Cloud Bursting Startup Script

Create a script that is ran when the cloud node is burst.

Introduction

Your site will want to do some configuration to their cloud nodes after booting. For example, you may want to install some packages, add users, or start services. A startup script can be added to a bursting scenario that will be run when the instance boots to perform automated tasks. Startup scripts can perform many actions, such as installing software, performing updates, turning on services, and any other tasks defined in the script. You can use startup scripts to easily and programmatically customize your cloud instances.

Startup Script on Windows Platforms

On Windows platforms, the startup script must be a PowerShell script. The content of the PowerShell script should be enclosed in <powershell> and </powershell>. For more information about PowerShell see PowerShell Scripting.
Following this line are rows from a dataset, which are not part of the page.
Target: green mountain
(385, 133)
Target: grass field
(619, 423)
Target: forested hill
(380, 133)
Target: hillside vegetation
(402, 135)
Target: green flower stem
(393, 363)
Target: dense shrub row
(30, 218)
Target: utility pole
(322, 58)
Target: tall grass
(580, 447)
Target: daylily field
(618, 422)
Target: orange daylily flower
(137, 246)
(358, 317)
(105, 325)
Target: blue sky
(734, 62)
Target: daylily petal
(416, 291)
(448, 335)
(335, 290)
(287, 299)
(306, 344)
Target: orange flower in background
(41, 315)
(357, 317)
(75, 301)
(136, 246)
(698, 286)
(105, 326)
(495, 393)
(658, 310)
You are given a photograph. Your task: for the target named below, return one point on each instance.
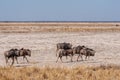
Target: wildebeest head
(24, 52)
(64, 46)
(28, 52)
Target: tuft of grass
(110, 72)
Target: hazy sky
(59, 10)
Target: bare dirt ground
(43, 46)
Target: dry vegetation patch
(50, 73)
(57, 27)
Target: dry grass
(57, 27)
(48, 73)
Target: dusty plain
(42, 38)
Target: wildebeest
(14, 53)
(10, 54)
(76, 50)
(23, 52)
(64, 46)
(87, 52)
(62, 52)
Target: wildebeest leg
(6, 59)
(57, 59)
(79, 56)
(61, 58)
(26, 58)
(66, 56)
(12, 61)
(86, 57)
(71, 58)
(16, 60)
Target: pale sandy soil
(43, 46)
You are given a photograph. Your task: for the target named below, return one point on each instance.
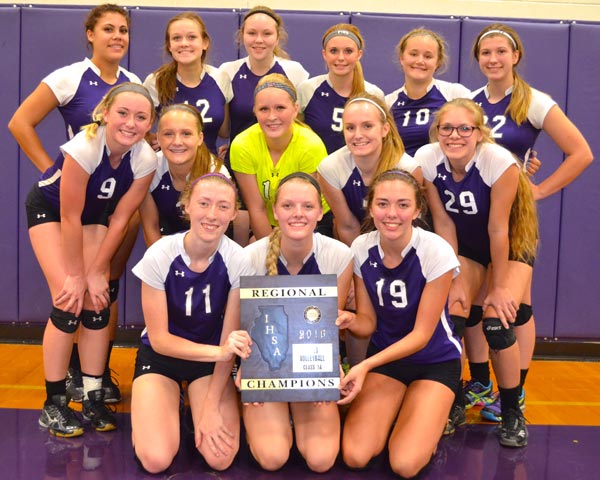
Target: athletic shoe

Startup Script on Linux Platforms

On Linux platforms, a utility specifically designed for cloud instance initialization is cloud-init. The cloud-init program is a bootstrapping utility for pre-provisioned disk images that run in virtualized environments, usually cloud-oriented services. Basically, it sets up the server instance to be usable when it’s finished booting. You must install cloud-init on your cloud provider VM to simplify the task of configuring your instances on boot. For more information see cloud-init.

Several input types are supported by cloud-init.
  • Shell scripts
  • Cloud config files

The simplest way to configure an instance on boot is to use a shell script. The shell script must begin with #! in order for cloud-init to recognize it as a shell script.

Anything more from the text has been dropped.